Last week, I appeared on CNN's "No Bias, No Bull" to discuss the California Supreme Court's recent ruling that upheld Proposition 8.
One of the panelists on the program, citing what he called "overheated rhetoric" by those disappointed by the Prop. 8 decision, asked the following:
"In the big picture, isn't there an inevitably to all of this; isn't this just a question of time, and they (same-gender marriage proponents) shouldn't be that exercised about it?"
The gist of the question was certainly one with which I agreed. All of the polling I've seen strongly suggests the trajectory is headed toward full marriage equality for all of Californians regardless of orientation.
In 2000, Prop. 22, which prevented Californians from recognizing same-gender marriage, passed with 61.4 percent approving. In 2008, Prop. 8 passed with 52.2 percent. Moreover, individuals under 35 overwhelmingly support same-gender marriage.
Unfortunately, I was cut off before I could make an additional point, which would have underscored why the question was inherently problematic.
Though I did not believe there was any malice intent in the question, it is easier, almost in a benign manner, for those who already benefit from a certain privilege to suggest those who do not have it should simply wait for the corrective measure of time to do its work.
There is no denying that institutional change seldom comes as quickly as its advocates want. That's why Martin Luther King stated, "The arc of the moral universe is long but it bends toward justice."

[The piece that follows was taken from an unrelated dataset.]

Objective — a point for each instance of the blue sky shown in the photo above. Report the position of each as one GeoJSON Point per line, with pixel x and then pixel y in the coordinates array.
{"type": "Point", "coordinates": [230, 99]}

But those who suggested waiting was the best response in Birmingham in 1963 is why King wrote his famous "Letter from Birmingham Jail."
King's letter was a response to a statement made by eight white Alabama clergymen, who agreed that social injustices existed but argued that the battle against racial segregation should be fought solely in the courts, not in the streets; in other words, wait.
For King "wait" almost always meant "never," and he went on to write a 6,000-word epistle was to why the Negro cannot wait.
Wait is a solution seldom supported by those toiling in the pain of second-class citizenship. There is a certain luxury associated with not having to wait that makes it appear as the palatable solution for those who desire change.
Wait is a very difficult word for many same-gender couples to hear, when they know the roughly 7 million individuals who voted in support of Prop. 8 would most likely not have voted to deny the Ku Klux Klan their constitutional rights to free speech; and they would have been wrong to do so.
It is hard to hear wait, when one is told that gay rights are not civil rights, when the classical definition of civil rights is:
"A class of rights and freedoms that protect individuals from the government and state power and assure the ability to participate in the civil and political life of the state."
The theological objections therefore seem incongruent because this is indeed about civil rights.
Wait can carry all the force of an inflammatory expletive when those who oppose one's cause resort to gross inaccuracies, historical ignorance and hyperbole, preferring to fan the flames of emotionalism over a judicious use of reason.
I marvel at those who take umbrage with any comparisons between the present gay rights struggle and the historical Civil Rights Movement, as if they own the copyright to the movement's originality. I can only conclude they forgot that the movement led by King appropriated its strategy from Gandhi and the Indian independence movement.
I understand the narrow legal terrain in which the court made its ruling upholding Prop. 8. But as I stated on CNN, the result is the creation of three distinct classes of people in the state: consenting adults who can marry, divorce, and remarry; those who can marry, divorce, but cannot remarry; and those who can do neither.
This seems hardly prudent for a state that also claims to value equal protection under the law. It may also be the best evidence to date why waiting is very difficult to hear, especially when one finds oneself in the latter two aforementioned categories.